At a television studio I stand before the crowd like a political reformer, and then I catch sight of myself in an enormous camera lens and I look fat. But if I hadn’t noticed fatness I would have noticed something far worse. The critical eye never fails to find a flaw. What I am saying to people is:
This is why I adapt poorly to the outside world, and by the way, let me kiss you.
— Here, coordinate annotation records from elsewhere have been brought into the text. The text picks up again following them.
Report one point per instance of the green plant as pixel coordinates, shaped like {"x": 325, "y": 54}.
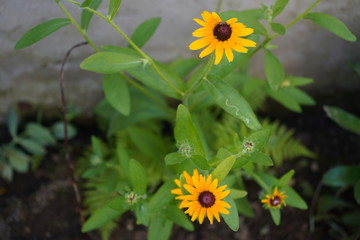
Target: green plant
{"x": 158, "y": 144}
{"x": 24, "y": 148}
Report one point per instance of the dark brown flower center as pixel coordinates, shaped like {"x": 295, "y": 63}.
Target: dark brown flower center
{"x": 275, "y": 201}
{"x": 222, "y": 31}
{"x": 206, "y": 199}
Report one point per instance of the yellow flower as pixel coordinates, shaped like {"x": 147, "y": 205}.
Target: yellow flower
{"x": 220, "y": 36}
{"x": 204, "y": 198}
{"x": 276, "y": 200}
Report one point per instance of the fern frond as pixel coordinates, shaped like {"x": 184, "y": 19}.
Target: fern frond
{"x": 282, "y": 144}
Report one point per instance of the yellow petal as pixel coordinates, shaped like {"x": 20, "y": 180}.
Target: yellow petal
{"x": 215, "y": 213}
{"x": 200, "y": 43}
{"x": 210, "y": 215}
{"x": 229, "y": 54}
{"x": 208, "y": 17}
{"x": 176, "y": 191}
{"x": 236, "y": 26}
{"x": 240, "y": 49}
{"x": 222, "y": 204}
{"x": 219, "y": 51}
{"x": 231, "y": 20}
{"x": 177, "y": 182}
{"x": 202, "y": 32}
{"x": 222, "y": 195}
{"x": 202, "y": 215}
{"x": 216, "y": 17}
{"x": 223, "y": 211}
{"x": 191, "y": 189}
{"x": 213, "y": 185}
{"x": 200, "y": 22}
At the beloved Chicago Aragon Ballroom, compressed kilos once passed between 1930s racketeers; George Raft, fresh from the honey wagon, each hand in each side pocket, legs astride, rattleboned and full of vinegar. Nothing’s changed since then. The Ballroom reeks of brawl and that which Chicagorillas would once call ‘nigger heaven’ – northsiders’ monkey business with southsiders, dirty grandeur ornately down in the mouth. The Aragon lights up the cattle town, and song and dance calls to every never-wuz, and the downwardly mobile
phffffft
here in The Loop. Of course, I have always loved the Aragon Ballroom, with its gangster slop of menaced glop. When I first played here many lifetimes ago, I sneaked a peek at the queue – confrontationally all over the street, disrupting traffic, shouting back, unctuous and effusive, and there stood an army of male blond quiffs, tattooed arms and
Hatful of Hollow
t-shirts. Nothing, now, could hurt me. By contrast, the life of a politician looks hopeless.

Saturday November 25th in Athens, Greece, brings on the same power, yet the audience are a different set of dream bait longing to be eaten with a spoon; unsmiling Adonis after unsmiling Adonis pile into the hall, spruced up and sweet on the songs. Two days later in Thessaloniki the suave crowd seem to be almost exclusively male. The head-crushing roar dies away and I return to my cell. The next day a young woman is standing in the hotel lobby looking like Arletty gone terribly wrong, nerves leaving only a chopped chatter of words. She talks to me as if I am a priest. She touches my hand with abnormal gentleness, as if stroking alabaster. I leave it alone. I couldn’t bear it if my heart were made off with.